Here’s the scene that haunts me the most. Joanna goes to visit Bobby, and talks to her little boy in the yard. “I can’t get over the way your mother’s changed,” she says to him. And this little boy, not even yet into puberty, replies: “She doesn’t shout any more, she makes hot breakfasts…I hope it lasts.” [my emphasis.]
And again, a little part of me finds it believable.
This book scares me because of what it tells me about myself. Despite being the lucky and privileged daughter of several generations of feminists, part of me still secretly believes that women’s liberation, like housework, is a zero-sum game; that the happier and freer I become, the more unhappy and frustrated my husband and children will be. When a writer presents me with the proposition that even educated, clever men prefer a beautiful, brainless domestic slave to a real live woman, a little bit of me thinks, Yeah. That makes sense. Somewhere in my head is the belief that the perfect woman would, in fact, have a perfectly-stacked trolley. I’m pretty sure it’s dumb. But I also know it’s there.

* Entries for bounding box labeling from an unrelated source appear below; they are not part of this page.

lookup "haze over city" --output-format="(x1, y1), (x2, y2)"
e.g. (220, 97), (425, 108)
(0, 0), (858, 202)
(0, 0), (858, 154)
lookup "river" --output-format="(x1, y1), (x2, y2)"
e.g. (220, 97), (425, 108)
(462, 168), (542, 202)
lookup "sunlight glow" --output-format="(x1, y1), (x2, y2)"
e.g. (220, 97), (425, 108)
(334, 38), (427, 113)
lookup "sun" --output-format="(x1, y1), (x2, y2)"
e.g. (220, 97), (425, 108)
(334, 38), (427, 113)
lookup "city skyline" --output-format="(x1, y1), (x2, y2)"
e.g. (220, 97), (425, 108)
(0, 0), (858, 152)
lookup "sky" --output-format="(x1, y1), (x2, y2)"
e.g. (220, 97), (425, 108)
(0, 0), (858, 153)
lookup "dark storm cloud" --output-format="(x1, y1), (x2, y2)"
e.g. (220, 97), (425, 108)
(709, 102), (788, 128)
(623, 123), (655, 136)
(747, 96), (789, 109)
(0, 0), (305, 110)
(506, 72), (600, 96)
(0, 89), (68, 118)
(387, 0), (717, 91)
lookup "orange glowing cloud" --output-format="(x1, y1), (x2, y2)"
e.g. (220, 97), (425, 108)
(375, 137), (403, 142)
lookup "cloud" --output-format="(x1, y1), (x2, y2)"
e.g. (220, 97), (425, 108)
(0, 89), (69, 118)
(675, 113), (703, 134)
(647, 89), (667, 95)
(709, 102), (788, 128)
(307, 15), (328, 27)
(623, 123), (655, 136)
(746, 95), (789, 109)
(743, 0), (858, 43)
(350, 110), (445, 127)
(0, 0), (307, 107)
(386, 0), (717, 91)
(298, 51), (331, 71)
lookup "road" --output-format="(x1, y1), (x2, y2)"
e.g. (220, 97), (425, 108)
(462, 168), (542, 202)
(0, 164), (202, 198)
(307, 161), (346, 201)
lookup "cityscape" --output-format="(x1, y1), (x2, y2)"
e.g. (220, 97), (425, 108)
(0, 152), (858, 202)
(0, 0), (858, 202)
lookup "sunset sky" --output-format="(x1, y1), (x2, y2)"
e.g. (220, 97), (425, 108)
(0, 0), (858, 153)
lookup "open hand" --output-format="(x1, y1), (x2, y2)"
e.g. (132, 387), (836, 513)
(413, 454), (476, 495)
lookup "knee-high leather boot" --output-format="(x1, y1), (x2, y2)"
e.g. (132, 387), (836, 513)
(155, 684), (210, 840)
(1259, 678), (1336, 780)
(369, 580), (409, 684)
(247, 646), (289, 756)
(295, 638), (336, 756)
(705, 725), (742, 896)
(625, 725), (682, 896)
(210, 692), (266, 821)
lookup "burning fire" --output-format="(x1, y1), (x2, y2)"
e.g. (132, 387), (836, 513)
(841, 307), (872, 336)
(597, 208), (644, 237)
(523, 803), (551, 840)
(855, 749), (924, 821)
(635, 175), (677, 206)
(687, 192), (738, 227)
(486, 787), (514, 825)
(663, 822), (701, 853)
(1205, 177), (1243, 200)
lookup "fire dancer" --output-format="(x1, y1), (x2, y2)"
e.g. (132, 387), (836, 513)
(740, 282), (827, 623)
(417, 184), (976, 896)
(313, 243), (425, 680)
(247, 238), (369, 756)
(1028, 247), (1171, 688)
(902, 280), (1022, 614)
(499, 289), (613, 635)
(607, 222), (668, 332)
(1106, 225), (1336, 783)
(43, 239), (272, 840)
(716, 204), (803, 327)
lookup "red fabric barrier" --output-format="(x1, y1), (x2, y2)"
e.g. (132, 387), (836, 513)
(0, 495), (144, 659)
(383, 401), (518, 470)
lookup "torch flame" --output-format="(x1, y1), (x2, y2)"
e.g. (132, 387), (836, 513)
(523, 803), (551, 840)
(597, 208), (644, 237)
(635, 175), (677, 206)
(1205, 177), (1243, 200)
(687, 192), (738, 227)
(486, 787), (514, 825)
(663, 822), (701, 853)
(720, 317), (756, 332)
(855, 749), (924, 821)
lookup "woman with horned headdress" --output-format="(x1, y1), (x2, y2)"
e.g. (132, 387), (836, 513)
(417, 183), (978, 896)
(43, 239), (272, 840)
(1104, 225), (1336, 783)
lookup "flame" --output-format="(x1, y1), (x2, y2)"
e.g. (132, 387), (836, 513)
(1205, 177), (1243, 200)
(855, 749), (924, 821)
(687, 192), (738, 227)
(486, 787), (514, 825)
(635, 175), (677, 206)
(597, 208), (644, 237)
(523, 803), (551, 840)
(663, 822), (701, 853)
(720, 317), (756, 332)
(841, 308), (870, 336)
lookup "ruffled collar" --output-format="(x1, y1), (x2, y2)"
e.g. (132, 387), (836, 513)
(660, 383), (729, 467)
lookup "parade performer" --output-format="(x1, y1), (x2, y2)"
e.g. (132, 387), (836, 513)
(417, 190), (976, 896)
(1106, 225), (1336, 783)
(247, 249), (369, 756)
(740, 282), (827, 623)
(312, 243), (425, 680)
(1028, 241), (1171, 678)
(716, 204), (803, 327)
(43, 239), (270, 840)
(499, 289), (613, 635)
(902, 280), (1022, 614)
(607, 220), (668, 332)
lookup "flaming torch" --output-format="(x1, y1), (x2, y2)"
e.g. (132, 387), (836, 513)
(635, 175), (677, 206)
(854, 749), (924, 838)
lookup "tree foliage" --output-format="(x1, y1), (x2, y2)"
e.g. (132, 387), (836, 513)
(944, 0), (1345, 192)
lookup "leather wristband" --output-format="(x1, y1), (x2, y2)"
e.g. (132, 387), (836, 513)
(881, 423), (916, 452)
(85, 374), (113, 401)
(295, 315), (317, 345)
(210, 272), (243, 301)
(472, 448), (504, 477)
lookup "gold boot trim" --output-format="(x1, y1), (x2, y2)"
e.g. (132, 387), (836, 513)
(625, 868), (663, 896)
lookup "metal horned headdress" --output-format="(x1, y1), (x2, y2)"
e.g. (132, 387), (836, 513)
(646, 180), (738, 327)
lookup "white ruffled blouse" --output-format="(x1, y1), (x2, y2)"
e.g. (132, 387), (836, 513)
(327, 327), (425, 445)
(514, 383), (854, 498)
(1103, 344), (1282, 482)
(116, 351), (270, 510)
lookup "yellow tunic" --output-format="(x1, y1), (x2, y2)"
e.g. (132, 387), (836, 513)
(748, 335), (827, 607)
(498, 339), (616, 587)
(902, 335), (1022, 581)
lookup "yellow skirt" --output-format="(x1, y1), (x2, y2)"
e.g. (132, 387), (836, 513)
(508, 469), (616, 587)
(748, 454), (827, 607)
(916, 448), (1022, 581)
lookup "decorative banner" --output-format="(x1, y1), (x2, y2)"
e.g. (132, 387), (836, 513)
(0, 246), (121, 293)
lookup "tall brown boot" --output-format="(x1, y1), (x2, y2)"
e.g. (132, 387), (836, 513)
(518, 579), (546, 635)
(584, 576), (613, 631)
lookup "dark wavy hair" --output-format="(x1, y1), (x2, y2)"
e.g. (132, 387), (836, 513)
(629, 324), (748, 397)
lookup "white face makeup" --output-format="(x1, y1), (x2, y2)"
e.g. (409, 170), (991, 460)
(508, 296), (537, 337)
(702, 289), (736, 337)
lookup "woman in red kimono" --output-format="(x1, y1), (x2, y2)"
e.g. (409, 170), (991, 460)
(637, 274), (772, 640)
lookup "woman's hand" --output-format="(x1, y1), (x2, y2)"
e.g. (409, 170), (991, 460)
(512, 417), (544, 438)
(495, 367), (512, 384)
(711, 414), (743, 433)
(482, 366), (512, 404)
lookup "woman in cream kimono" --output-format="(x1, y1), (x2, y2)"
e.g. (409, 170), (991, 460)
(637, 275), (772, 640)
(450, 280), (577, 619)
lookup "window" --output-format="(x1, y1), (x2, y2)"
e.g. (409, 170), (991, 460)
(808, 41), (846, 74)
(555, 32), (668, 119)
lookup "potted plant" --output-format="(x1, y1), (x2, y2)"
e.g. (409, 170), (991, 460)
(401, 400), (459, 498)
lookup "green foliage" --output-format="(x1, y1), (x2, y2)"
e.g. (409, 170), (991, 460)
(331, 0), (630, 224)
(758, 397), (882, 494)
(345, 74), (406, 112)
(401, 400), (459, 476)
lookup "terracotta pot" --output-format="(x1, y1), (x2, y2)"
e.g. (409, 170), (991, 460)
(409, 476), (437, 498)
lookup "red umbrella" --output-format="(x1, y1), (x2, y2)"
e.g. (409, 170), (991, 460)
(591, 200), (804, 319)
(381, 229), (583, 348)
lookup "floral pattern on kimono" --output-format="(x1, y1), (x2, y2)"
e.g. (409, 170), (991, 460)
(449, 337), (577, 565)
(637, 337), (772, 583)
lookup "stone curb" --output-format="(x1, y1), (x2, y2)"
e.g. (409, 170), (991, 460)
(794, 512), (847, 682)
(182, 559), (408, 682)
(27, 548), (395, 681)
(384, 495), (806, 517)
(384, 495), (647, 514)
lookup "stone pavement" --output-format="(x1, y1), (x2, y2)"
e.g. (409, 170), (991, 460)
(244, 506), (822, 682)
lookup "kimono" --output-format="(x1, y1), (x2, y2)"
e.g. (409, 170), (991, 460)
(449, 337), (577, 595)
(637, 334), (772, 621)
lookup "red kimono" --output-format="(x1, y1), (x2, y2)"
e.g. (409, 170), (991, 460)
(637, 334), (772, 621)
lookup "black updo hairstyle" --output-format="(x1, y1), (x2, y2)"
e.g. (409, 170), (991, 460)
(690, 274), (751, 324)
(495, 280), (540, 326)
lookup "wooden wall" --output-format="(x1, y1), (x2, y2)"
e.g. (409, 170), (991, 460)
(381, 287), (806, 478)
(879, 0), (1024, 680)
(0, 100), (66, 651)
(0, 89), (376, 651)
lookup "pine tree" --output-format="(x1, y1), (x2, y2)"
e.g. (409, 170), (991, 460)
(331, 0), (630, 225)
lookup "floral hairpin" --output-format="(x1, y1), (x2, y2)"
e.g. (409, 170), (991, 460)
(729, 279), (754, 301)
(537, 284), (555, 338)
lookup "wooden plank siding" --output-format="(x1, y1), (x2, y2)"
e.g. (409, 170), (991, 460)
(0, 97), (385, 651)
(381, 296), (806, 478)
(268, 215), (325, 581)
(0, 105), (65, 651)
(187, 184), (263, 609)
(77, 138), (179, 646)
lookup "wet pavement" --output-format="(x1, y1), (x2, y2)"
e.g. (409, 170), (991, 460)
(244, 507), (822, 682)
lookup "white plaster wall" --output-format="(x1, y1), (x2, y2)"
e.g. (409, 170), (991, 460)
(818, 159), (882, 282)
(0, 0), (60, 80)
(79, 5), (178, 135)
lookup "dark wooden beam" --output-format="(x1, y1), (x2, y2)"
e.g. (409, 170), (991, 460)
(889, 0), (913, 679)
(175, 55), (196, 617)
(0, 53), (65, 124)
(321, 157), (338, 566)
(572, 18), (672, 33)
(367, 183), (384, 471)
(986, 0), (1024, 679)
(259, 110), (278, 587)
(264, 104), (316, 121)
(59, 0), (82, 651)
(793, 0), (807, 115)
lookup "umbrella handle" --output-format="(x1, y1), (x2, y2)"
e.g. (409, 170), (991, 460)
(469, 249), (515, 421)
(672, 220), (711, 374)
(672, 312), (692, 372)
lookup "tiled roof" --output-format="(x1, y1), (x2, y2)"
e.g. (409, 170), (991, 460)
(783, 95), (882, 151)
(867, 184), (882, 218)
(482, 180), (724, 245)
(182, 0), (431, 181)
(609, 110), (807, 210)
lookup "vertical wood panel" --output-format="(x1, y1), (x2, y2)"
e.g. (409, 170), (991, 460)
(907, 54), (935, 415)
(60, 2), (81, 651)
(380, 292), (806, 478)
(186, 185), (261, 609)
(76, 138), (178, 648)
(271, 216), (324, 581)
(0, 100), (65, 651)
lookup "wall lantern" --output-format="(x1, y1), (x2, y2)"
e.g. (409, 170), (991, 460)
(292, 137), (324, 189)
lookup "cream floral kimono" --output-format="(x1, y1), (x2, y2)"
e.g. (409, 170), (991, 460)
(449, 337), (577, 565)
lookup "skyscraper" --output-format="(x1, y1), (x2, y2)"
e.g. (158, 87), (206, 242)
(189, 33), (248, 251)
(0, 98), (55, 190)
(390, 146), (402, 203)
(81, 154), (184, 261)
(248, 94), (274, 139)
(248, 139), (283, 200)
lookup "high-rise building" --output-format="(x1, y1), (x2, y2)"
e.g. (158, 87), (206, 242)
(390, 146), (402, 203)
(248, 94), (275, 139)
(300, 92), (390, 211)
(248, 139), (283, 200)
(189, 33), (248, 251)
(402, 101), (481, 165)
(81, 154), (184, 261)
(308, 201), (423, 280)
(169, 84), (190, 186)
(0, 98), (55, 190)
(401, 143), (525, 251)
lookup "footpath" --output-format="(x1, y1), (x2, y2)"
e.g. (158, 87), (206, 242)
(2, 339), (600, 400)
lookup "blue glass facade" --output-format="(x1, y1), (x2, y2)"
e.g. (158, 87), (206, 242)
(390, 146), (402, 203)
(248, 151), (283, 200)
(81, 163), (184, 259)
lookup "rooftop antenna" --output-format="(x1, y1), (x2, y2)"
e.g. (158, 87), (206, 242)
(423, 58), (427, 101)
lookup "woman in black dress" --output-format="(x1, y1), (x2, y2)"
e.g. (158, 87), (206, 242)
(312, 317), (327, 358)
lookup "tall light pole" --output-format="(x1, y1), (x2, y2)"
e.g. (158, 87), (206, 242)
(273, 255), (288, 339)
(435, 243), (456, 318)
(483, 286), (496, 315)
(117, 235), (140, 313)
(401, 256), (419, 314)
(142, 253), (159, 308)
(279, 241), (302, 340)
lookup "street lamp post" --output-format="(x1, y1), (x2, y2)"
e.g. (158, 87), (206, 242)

Furthermore, I know where it comes from. It’s reinforced every time I read an article explaining how women can combine housework with their career. Every time a piece of legislation is passed granting women (but not men) the right to request “flexible working” (which, and you can trust me on this, means “the right to cram a full-time job into part-time hours for a part-time salary, in return for which you can spend a bit of time with your kids, and feel guilty that it’s not more”). Every single newspaper report declaring that working mothers either do, or do not, fuck up their children by working outside the home; and all the research that’s not done to investigate whether working fathers have the same impact. Every woman who’s asked, “So, how do you combine your career with your family?”; and every man who isn’t.
Most of all, it scares me because it makes me wonder how many men – men who run companies – men who run countries – men who run Health services – men with power – share these beliefs too.